Game Theory: From Nim to Surreal Numbers

What unites prisoners, hockey goalies, and piles of stones? The answer is Game Theory! Game Theory is a branch of math that tells us the best way to make decisions in situations with other players with their own preferences and interests. It also allows us to compute how to win in any deterministic game. Game Theory is incredibly useful in everyday life and has incredibly deep research questions.

In this class, we will cover everything from how to avoid getting poisoned by chocolate, what binary numbers have to do with the stone-taking game of Nim, what you and your friend should do if you get in trouble together, why some surreal numbers are fuzzy, and the not-so-secret strategy tip that every single coach in professional hockey is getting wrong.
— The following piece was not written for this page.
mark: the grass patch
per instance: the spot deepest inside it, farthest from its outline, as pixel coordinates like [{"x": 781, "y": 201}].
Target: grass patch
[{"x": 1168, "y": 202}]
More specifically, we will discuss decision-making contexts, ranging from naturally occurring ones such as team plays in sports, all the way to contrived ones such as the prisoner’s dilemma. We will talk about how probability theory affects decisions in these games and will also discuss games where there is no randomness. We will show how to fully solve any game with no randomness or hidden information, regardless of whether the players have the same set of moves available to them.

Prerequisites: Understanding of the rules of chess. Basic familiarity with binary, modular arithmetic, remainders, and rational and irrational numbers. Some experience and comfort with probability theory, on the level of being able to find the probability that at least one of the top two cards of a shuffled deck is an Ace.